In 1979, he was made a Member of the Order of Australia (AM) in the Australia Day Honours, for services to Australian football.

He was inducted into the Australian Football Hall of Fame in 1996 and elevated to "Legend" status in 1999. His citation reads: "A freakish full-forward who just kept accumulating goals. Made brilliant use of the body, was deadly accurate and had an amazing ability to read the play. Holds the best goals per game average (5.59) in VFL/AFL history and in 1971 matched Bob Pratt's record for most goals in a season with 150."

Hudson is well respected for his business acumen. Since retirement he has had a stint as the Chief Executive Officer at Hawthorn and St Kilda. Currently he is a senior executive of insurance giant Bupa.

Hudson was inducted into the Sport Australia Hall of Fame in 2001.

Hudson is depicted in a Tasmanian state guernsey taking a mark against South Australia in Jamie Cooper's painting The Game That Made Australia, commissioned by the AFL in 2008 to celebrate the 150th anniversary of the sport.

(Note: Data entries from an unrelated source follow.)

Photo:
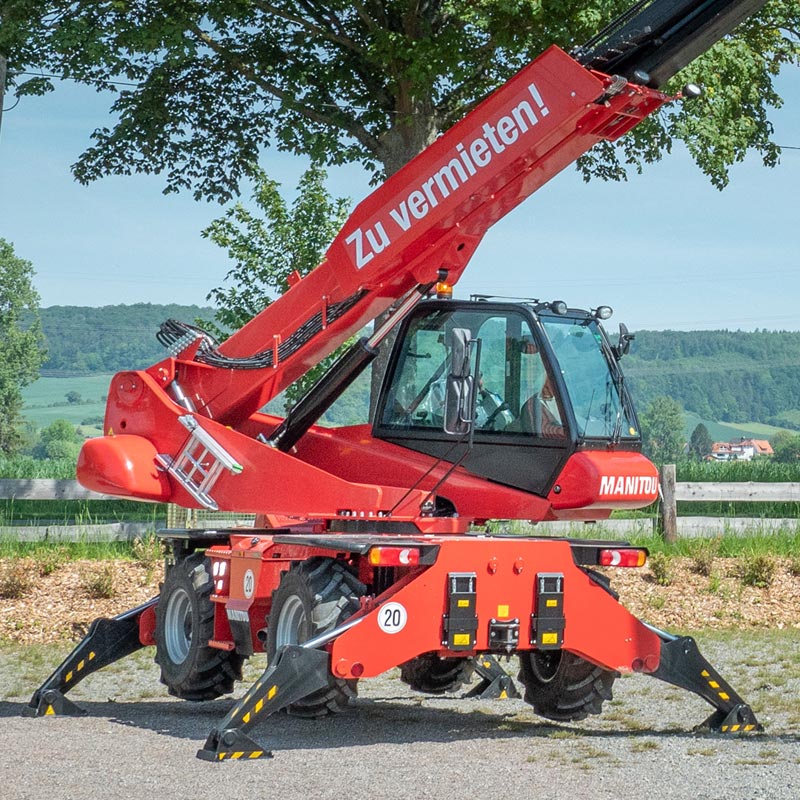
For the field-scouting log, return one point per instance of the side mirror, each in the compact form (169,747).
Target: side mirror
(460,394)
(623,345)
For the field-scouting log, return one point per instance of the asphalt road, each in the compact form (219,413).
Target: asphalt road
(397,744)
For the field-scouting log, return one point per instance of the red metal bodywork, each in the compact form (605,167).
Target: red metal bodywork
(428,217)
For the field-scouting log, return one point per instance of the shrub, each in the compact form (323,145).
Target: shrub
(757,569)
(794,566)
(703,554)
(15,580)
(48,561)
(661,568)
(98,582)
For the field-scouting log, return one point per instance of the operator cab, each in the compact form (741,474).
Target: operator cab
(544,381)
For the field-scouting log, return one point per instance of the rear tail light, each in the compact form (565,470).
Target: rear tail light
(623,558)
(394,556)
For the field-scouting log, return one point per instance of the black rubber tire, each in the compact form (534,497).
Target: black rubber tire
(313,597)
(431,674)
(191,669)
(563,687)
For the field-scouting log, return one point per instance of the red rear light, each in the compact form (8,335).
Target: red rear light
(394,556)
(623,558)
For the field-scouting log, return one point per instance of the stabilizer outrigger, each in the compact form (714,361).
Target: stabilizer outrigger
(300,670)
(107,641)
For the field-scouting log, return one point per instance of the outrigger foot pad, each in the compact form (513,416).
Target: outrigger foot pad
(52,703)
(233,745)
(682,664)
(297,672)
(740,720)
(496,683)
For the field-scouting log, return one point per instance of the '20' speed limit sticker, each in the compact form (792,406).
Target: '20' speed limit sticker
(392,618)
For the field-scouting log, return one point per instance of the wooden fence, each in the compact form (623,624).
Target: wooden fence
(733,492)
(668,522)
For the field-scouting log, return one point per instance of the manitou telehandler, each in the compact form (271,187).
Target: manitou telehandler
(364,555)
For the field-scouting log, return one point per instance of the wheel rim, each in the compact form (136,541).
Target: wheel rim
(545,664)
(291,622)
(178,626)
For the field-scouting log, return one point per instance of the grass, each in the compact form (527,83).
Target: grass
(43,552)
(78,512)
(45,400)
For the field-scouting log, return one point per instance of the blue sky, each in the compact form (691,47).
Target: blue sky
(665,249)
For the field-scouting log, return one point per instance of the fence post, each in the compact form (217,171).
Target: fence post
(669,512)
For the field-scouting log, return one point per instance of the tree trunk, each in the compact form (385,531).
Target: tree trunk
(2,87)
(402,142)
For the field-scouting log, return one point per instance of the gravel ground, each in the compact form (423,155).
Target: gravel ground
(139,743)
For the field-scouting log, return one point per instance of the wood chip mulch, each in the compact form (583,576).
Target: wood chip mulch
(58,606)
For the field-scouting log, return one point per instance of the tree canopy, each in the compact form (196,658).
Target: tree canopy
(21,344)
(662,430)
(202,87)
(269,245)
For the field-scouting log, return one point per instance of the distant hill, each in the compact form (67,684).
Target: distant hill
(728,376)
(725,376)
(82,340)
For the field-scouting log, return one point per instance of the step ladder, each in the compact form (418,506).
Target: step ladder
(200,464)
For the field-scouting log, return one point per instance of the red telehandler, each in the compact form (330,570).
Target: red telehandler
(364,555)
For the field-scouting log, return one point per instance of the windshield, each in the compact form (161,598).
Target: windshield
(513,397)
(591,386)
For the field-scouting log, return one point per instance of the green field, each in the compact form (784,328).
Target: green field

In 2010, Hudson became the eleventh player to feature in a Toyota Memorable Moments advertisement with Stephen Curry and Dave Lawson, comically re-enacting his unsuccessful attempt to break Bob Pratt's season goalkicking record in the 1971 VFL Grand Final.

==Family==
His son Paul also played for the Hawthorn Football Club, Western Bulldogs and Richmond Football Club, and nephew Simon Minton-Connell also played AFL football for the Carlton Football Club, Sydney Swans, Hawthorn Football Club and Western Bulldogs.